4.30pm. I am waiting outside the ‘box’ a small cinema space furnished with a series of red two seater couches. An intimate space and perfect setting for an event around ‘hypnosis’.

4.45pm. We are running late. We are led into the space. The couches are set up in a circle. Along with me, a group of around 20 complete strangers hand over the next hour of our lives to the artist, trusting him to hypnotise us and delve deep into our consciousness.

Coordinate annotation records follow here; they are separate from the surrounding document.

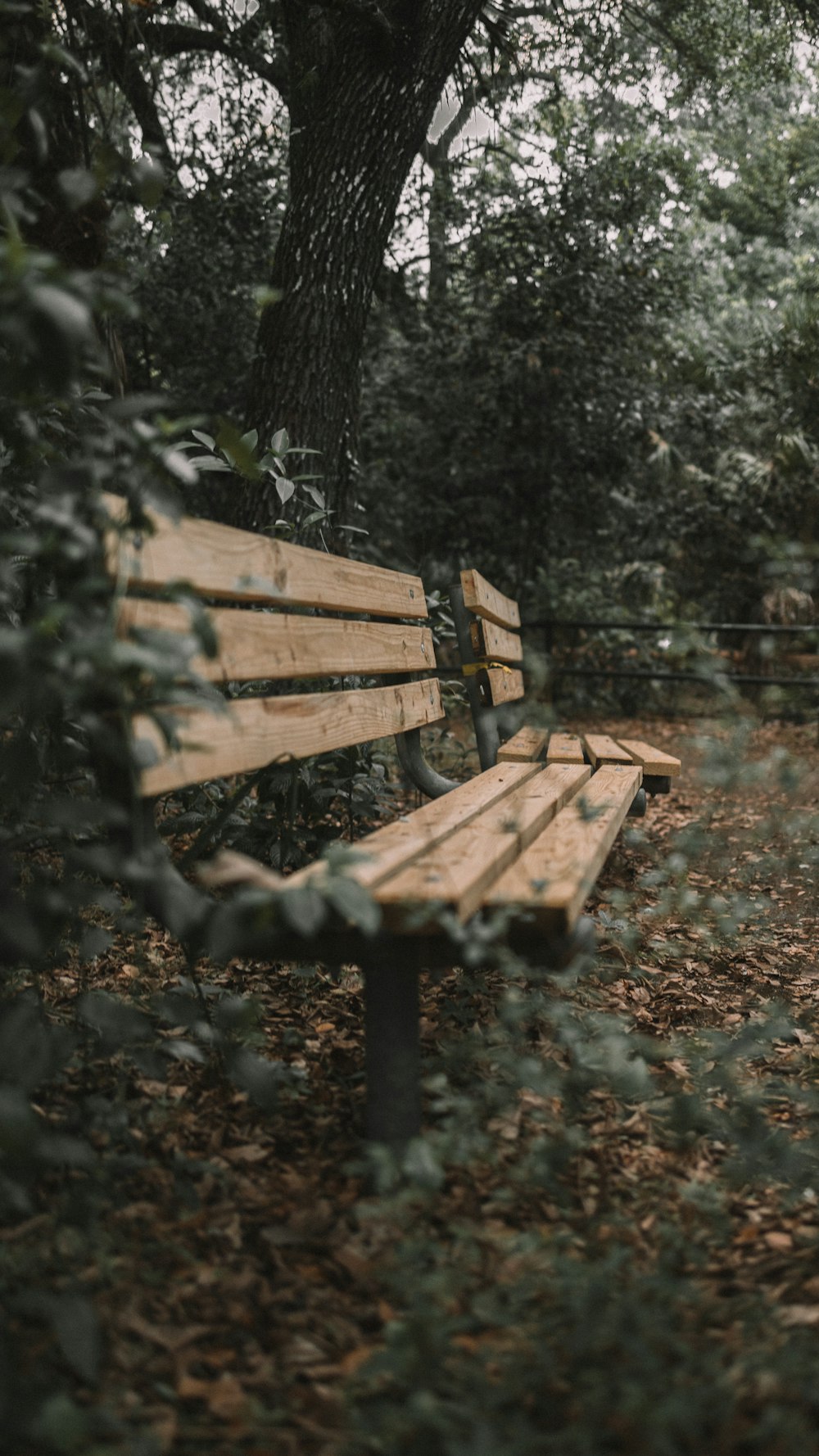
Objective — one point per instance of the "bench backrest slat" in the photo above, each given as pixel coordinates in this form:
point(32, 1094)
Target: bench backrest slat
point(228, 563)
point(278, 645)
point(501, 685)
point(487, 602)
point(256, 731)
point(245, 735)
point(495, 642)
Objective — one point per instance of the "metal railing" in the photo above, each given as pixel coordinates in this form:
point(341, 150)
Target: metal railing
point(713, 673)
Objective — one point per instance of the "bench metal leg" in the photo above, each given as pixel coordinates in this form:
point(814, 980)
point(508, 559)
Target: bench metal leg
point(392, 1053)
point(639, 806)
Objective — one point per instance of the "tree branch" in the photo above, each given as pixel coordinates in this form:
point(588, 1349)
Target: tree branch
point(172, 38)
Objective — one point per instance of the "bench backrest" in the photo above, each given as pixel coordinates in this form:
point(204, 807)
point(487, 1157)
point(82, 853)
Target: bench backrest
point(487, 625)
point(273, 626)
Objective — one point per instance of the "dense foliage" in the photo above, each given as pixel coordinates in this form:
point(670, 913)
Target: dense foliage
point(598, 385)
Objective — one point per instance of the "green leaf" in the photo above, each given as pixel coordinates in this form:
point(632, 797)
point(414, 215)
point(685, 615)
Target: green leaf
point(260, 1078)
point(303, 909)
point(115, 1021)
point(61, 1426)
point(78, 187)
point(315, 495)
point(353, 903)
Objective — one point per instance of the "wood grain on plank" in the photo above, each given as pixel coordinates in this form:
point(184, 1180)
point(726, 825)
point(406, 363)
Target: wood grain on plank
point(254, 731)
point(224, 563)
point(602, 748)
point(486, 602)
point(271, 645)
point(459, 871)
point(501, 685)
point(553, 879)
point(564, 748)
point(523, 748)
point(495, 642)
point(402, 842)
point(652, 761)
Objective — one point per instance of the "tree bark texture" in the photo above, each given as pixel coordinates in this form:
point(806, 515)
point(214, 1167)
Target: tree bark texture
point(362, 98)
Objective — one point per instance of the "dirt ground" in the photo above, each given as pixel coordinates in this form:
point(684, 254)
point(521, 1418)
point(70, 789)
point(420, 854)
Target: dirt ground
point(238, 1285)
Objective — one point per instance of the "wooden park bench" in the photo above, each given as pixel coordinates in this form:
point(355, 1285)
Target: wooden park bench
point(523, 836)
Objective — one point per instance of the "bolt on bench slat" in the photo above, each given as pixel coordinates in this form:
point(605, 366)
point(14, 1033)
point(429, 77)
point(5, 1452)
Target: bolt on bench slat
point(564, 748)
point(523, 748)
point(495, 642)
point(487, 602)
point(652, 761)
point(602, 748)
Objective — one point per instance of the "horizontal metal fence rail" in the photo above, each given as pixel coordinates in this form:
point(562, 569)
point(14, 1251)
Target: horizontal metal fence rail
point(712, 676)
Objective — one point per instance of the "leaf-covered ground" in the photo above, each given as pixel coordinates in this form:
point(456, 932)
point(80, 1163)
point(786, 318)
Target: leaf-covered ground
point(238, 1259)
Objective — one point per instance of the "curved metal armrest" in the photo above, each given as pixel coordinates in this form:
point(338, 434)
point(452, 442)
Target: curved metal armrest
point(417, 769)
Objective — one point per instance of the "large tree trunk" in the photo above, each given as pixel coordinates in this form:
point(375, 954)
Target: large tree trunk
point(362, 98)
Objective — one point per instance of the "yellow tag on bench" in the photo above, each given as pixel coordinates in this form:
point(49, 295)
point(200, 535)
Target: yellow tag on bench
point(469, 668)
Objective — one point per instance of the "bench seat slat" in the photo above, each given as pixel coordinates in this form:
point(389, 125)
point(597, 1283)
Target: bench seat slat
point(229, 563)
point(553, 879)
point(523, 748)
point(652, 761)
point(564, 748)
point(495, 642)
point(487, 602)
point(465, 866)
point(602, 748)
point(394, 846)
point(273, 645)
point(254, 731)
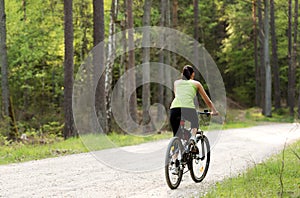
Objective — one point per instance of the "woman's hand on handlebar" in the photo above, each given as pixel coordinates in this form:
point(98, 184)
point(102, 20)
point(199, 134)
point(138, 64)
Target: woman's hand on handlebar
point(214, 113)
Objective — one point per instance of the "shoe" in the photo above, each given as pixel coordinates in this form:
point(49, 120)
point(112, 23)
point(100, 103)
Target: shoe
point(174, 170)
point(193, 139)
point(175, 167)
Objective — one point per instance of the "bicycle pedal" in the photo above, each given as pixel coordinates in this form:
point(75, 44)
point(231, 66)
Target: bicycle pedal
point(195, 150)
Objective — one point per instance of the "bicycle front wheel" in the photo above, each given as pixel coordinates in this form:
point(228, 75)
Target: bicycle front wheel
point(173, 172)
point(200, 162)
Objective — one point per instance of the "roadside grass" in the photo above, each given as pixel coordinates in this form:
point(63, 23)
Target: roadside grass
point(21, 152)
point(279, 176)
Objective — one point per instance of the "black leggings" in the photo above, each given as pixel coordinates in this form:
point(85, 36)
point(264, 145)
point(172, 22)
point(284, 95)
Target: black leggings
point(188, 114)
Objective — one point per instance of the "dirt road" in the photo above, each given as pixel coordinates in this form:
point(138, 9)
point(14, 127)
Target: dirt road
point(82, 175)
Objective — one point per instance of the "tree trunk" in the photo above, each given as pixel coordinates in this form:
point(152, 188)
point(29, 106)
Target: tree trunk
point(268, 90)
point(257, 72)
point(110, 62)
point(4, 61)
point(168, 93)
point(69, 129)
point(146, 66)
point(295, 45)
point(174, 24)
point(131, 63)
point(294, 53)
point(291, 70)
point(277, 95)
point(98, 62)
point(196, 37)
point(261, 53)
point(161, 89)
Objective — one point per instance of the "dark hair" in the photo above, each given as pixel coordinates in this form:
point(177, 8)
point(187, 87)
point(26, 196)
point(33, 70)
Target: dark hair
point(187, 72)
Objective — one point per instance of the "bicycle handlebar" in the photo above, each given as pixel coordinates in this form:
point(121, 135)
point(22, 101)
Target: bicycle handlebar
point(205, 112)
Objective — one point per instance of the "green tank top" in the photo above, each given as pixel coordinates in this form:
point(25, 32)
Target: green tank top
point(184, 95)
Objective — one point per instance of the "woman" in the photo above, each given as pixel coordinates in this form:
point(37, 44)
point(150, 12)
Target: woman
point(183, 104)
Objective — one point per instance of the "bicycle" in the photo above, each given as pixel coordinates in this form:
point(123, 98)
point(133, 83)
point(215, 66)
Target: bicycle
point(181, 153)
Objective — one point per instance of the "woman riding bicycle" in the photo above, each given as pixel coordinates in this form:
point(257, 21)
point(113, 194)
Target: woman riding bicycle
point(183, 104)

4.50pm Soothing sounds in the background and the lights are dimmed.

4.55pm Nahum begins the ‘event’. ‘I will take you to a place between sleep and consciousness and together we will travel to the moon in our minds…’

What happens next is effectively a guided meditation into space. A quite beautiful experience where everyone is given the same external stimulus (i.e. the gentle tones of Nahum’s voice) and everyone experiences their own individual journey based on their life experiences and mind’s eye.

In discussion at the end there were some profound outcomes for some, others did not feel the need to talk about it publicly instead choosing to contemplate their own thoughts. As we filed out everyone was silent, lost in their own musings. Nahum left us with the quote ‘Our imagination is the power…we are but it’s shadow’.

As I am walking home thinking about the strangeness of the day I become aware of how gorgeous the festive shop window displays look; how amazingly twinkly the lights are; I feel euphoric, like my mind has been altered in some way. I realise then that the soothing voice of the artist guiding us through a very special personal journey has triggered something deep inside of me. He said ‘I will give you a memory you will never forget’. He was right. It was not the memory of journeying to the moon as I had expected, but the fleeting moment of connection with a group of strangers, all sharing a very intimate experience. A moment in time that was captured in my heart and thus my memory, one which altered the way I saw the world, just tor a second.

Science? Art?  Whatever the day was, I’d like to call it magic.

Nick Leassing, Water Gas Car is part of ‘No Such Thing as Gravity’ exhibition runs from 10 November 2016 – 5 February 2017

Nahum Mantra, Performance ‘Voyage: A Session for Remembering’ run ended.